Veinte años después, y siempre, la vida te da sorpresas

La conversación entre Rubén Blades y Leonardo Padura abre su libro de entrevistas, ‘Los rostros de la Salsa’. Si uno no conoce a Rubén Blades, o mejor dicho, si conoce solo al artista Rubén Blades que durante ya casi cinco décadas ha ocupado un espacio de privilegio en el firmamento de la música popular y bailable latinoamericana, y también conoce, por supuesto, que este panameño, músico, compositor, arreglista, escritor incluso, ha sido un hombre de una sostenida cercanía cultural y civil con la política (aspirante a la presidencia de su país, ministro allí por cinco años), podría tener la impresión de que en lo esencial sabe quién es, hasta sabe cómo piensa, pero le aseguro que todavía le falta saber algunas cosas importantes sobre él.
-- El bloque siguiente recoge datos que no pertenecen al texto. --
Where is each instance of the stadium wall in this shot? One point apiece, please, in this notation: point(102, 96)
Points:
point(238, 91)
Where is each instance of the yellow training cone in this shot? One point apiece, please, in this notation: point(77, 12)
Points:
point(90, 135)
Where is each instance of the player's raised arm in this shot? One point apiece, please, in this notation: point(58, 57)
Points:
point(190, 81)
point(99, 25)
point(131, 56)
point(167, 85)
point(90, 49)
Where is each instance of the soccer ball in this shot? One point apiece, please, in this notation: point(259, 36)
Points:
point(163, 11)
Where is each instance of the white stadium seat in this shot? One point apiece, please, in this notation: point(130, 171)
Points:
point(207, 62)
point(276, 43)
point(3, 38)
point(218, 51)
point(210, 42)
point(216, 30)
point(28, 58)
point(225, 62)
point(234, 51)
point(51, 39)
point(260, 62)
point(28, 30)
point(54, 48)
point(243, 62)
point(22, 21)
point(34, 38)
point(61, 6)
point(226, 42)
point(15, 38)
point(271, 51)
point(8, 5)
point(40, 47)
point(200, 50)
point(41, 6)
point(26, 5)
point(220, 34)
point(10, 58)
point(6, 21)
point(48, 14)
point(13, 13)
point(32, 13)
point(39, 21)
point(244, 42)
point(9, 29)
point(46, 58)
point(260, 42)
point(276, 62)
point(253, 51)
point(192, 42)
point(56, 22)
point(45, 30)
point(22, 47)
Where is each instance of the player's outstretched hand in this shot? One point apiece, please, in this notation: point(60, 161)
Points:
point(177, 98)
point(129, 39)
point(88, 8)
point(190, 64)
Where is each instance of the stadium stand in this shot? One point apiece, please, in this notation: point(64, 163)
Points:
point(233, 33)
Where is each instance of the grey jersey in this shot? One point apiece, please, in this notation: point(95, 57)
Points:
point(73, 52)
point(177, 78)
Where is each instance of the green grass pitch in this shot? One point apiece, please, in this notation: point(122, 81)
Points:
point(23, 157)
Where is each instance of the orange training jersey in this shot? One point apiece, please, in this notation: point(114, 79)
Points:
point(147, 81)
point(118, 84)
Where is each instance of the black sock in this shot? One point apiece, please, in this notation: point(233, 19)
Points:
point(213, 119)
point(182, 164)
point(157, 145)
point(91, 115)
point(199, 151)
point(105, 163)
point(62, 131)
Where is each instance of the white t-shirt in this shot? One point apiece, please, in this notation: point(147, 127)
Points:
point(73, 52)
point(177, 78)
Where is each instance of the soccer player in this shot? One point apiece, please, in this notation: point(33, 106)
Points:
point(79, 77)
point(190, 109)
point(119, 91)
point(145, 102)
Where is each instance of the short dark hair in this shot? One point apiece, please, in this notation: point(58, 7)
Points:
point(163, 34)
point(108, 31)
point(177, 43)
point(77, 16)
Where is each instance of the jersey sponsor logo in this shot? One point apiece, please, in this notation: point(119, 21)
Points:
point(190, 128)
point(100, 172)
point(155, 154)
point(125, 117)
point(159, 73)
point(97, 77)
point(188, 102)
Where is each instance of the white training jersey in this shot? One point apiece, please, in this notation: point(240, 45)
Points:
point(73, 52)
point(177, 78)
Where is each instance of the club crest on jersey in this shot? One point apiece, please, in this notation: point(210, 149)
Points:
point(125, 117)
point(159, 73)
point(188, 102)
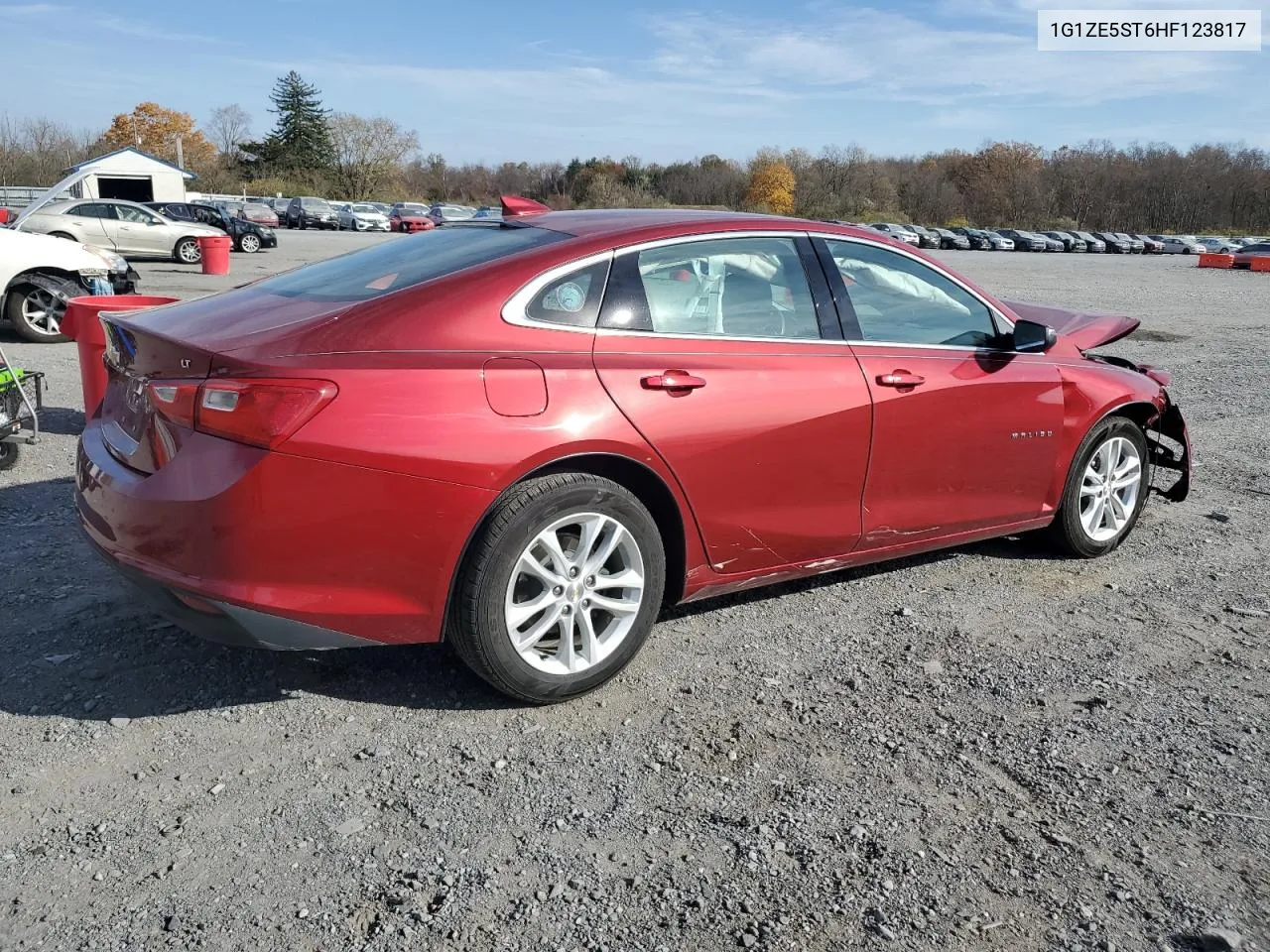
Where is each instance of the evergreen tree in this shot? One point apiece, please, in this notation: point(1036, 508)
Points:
point(302, 137)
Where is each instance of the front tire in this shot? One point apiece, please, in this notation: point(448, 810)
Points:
point(1106, 489)
point(36, 313)
point(187, 252)
point(561, 589)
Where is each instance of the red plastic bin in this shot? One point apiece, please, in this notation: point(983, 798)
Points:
point(81, 325)
point(214, 250)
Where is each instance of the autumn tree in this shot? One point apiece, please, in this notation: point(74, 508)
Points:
point(771, 186)
point(162, 132)
point(367, 153)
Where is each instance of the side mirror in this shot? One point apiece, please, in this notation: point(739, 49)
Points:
point(1033, 338)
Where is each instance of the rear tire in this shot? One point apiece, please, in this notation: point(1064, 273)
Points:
point(1080, 529)
point(494, 587)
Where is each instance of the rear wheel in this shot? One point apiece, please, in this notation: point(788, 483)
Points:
point(189, 252)
point(1106, 489)
point(561, 589)
point(36, 312)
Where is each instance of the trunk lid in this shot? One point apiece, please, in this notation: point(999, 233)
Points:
point(1087, 330)
point(182, 341)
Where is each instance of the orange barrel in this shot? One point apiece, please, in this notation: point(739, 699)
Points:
point(216, 253)
point(81, 325)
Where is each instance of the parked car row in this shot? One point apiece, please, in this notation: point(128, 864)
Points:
point(1021, 240)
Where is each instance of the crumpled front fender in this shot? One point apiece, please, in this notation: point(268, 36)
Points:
point(1170, 425)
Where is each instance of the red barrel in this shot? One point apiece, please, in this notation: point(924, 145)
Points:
point(216, 253)
point(81, 325)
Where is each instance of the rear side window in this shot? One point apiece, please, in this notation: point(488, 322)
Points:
point(393, 266)
point(572, 298)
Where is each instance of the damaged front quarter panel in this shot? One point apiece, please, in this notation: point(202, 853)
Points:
point(1171, 426)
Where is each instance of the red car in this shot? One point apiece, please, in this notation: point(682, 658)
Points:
point(527, 435)
point(409, 217)
point(1245, 255)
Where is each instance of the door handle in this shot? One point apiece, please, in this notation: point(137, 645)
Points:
point(672, 380)
point(901, 379)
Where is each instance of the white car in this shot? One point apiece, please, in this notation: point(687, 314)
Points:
point(39, 275)
point(1179, 244)
point(125, 227)
point(362, 216)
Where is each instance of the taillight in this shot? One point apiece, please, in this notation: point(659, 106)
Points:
point(261, 413)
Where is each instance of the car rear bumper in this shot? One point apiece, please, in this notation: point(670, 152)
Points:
point(230, 625)
point(293, 549)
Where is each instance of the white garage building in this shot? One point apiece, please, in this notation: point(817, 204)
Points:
point(130, 175)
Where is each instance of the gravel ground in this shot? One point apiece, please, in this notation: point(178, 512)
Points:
point(979, 749)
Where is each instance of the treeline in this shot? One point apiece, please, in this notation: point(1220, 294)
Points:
point(1096, 185)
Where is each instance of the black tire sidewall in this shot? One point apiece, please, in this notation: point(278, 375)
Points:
point(176, 252)
point(19, 324)
point(488, 626)
point(1069, 524)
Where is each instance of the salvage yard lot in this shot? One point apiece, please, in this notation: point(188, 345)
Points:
point(985, 748)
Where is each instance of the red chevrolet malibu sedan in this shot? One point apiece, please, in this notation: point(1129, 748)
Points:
point(527, 435)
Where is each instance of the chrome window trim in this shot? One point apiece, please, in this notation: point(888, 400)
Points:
point(992, 309)
point(515, 309)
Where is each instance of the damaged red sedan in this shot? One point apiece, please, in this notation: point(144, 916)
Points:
point(526, 435)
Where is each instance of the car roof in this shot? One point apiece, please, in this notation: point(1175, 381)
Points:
point(652, 223)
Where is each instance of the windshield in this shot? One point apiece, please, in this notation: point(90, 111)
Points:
point(399, 264)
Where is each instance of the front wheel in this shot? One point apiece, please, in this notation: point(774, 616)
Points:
point(36, 312)
point(561, 589)
point(1106, 489)
point(189, 252)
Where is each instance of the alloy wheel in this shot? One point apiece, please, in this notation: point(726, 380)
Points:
point(1110, 488)
point(574, 593)
point(42, 312)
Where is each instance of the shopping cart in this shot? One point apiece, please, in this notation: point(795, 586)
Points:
point(22, 398)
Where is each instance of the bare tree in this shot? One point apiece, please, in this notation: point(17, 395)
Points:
point(368, 153)
point(229, 127)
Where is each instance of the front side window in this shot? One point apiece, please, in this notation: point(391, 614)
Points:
point(899, 299)
point(91, 209)
point(738, 287)
point(126, 212)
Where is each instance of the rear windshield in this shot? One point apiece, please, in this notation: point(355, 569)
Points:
point(393, 266)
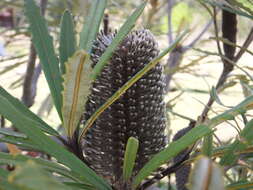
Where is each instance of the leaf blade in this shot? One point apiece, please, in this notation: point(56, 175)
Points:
point(172, 150)
point(24, 110)
point(67, 39)
point(76, 89)
point(63, 156)
point(90, 29)
point(44, 47)
point(129, 157)
point(124, 30)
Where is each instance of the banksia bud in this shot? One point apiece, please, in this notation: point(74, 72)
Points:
point(139, 112)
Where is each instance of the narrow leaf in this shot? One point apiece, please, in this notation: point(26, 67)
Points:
point(45, 49)
point(242, 107)
point(91, 26)
point(215, 97)
point(67, 39)
point(76, 89)
point(240, 186)
point(10, 132)
point(124, 30)
point(206, 175)
point(3, 173)
point(31, 176)
point(48, 165)
point(128, 84)
point(49, 146)
point(172, 150)
point(246, 137)
point(208, 145)
point(26, 112)
point(129, 158)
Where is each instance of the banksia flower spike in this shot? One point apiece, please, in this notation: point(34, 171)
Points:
point(139, 112)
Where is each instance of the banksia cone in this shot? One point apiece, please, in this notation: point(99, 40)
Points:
point(139, 112)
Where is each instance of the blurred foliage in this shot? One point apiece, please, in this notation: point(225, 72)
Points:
point(196, 64)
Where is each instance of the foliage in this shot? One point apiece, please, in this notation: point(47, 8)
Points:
point(69, 73)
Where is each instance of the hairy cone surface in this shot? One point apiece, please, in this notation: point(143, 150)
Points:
point(139, 112)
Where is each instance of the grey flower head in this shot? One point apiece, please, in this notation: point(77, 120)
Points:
point(139, 112)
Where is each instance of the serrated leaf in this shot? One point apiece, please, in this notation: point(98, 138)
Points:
point(31, 176)
point(46, 144)
point(243, 4)
point(129, 157)
point(3, 173)
point(206, 175)
point(172, 150)
point(48, 165)
point(76, 88)
point(10, 132)
point(124, 30)
point(20, 107)
point(128, 84)
point(91, 27)
point(215, 97)
point(246, 137)
point(43, 44)
point(240, 186)
point(67, 39)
Ese Rubén Blades público y a la vez cercano, icónico y espectacular en su sobriedad, era el que yo conocía, como casi todo el mundo. A ese artista yo había tenido la oportunidad de entrevistarlo muy a principios de la década de 1990, en la ciudad asturiana de Gijón, y hasta de acompañarlo un par de horas en una tarde en que recorría las zapaterías del centro de esa ciudad en busca de lo que venden en un lugar donde podía moverse como un cliente sin que nadie lo reconociera y le expresara respeto o admiración. Y ese Rubén Blades me parecía un tipo justamente admirable.

Pero a veces la vida te da sorpresas, definitivamente. Y el ejercicio de la literatura, bonitas recompensas. Y una de ellas –sorpresa y recompensa juntas- me llegó hace cuatro años cuando, a través de un periodista panameño amigo de Rubén, recibí una invitación para que el músico, lector de mis novelas, y yo, consumidor de su obra, nos encontráramos y planeáramos un posible trabajo en conjunto. Fue entonces cuando mi compañera Lucía y yo entramos en el conocimiento del universo más personal y auténtico de la figura que habíamos escuchado cantar, que admirábamos, al que incluso yo había entrevistado… sin que él recordara muy bien aquel trance lejano.

Desde entonces, por cuestiones laborales y por afinidades personales Lucía y yo hemos sostenido una relación de cercanía con Rubén gracias a la cual hemos podido conocer las verdaderas dimensiones de su coherencia, su generosidad, su inteligencia, su disciplina vital y laboral, y también su integridad ética y humana. Hemos podido comprobar, en cercanía, que Rubén es un gran artista y, sobre todo, una gran persona.

Fue esta última de sus cualidades la que lo impulsó a resistir con generosidad durante varios meses el asedio que significó responder a la entrevista que sigue, indispensable para lo que yo pretendía hacer: una reedición, veinte años después, de un puñado de entrevistas a figuras de la música Salsa o cercanas a ese universo musical.

Porque hoy Rubén es el mejor testigo, todavía protagonista, de lo que han sido los procesos de nacimiento, crecimiento, decadencia comercial y permanencia cultural de un tipo de música que, moviendo los pies de las gentes, también les ha movido por décadas las neuronas y el corazón.

Mirar la Salsa desde las alturas de las postrimerías de la segunda década del siglo XXI, conocer lo que en cada momento significó y ahora todavía significa, y más si es observada desde la perspectiva crítica de esta figura icónica, entrañaba para el libro una necesidad y para mí como entrevistador, un privilegio. Y será para los lectores una inmejorable manera de entrar, veinte años después, en un universo cultural al cual siempre debemos agradecer la creación de un movimiento capaz de englobar la tradición y el presente del Caribe hispano, a través de lo que ha sido su mejor modo de expresión: la música. Y recorrer un pedacito notable de esa manifestación de la mano de ese conocido que vale la pena conocer mejor, que se llama Rubén Blades, el hijo de la cubana Anoland.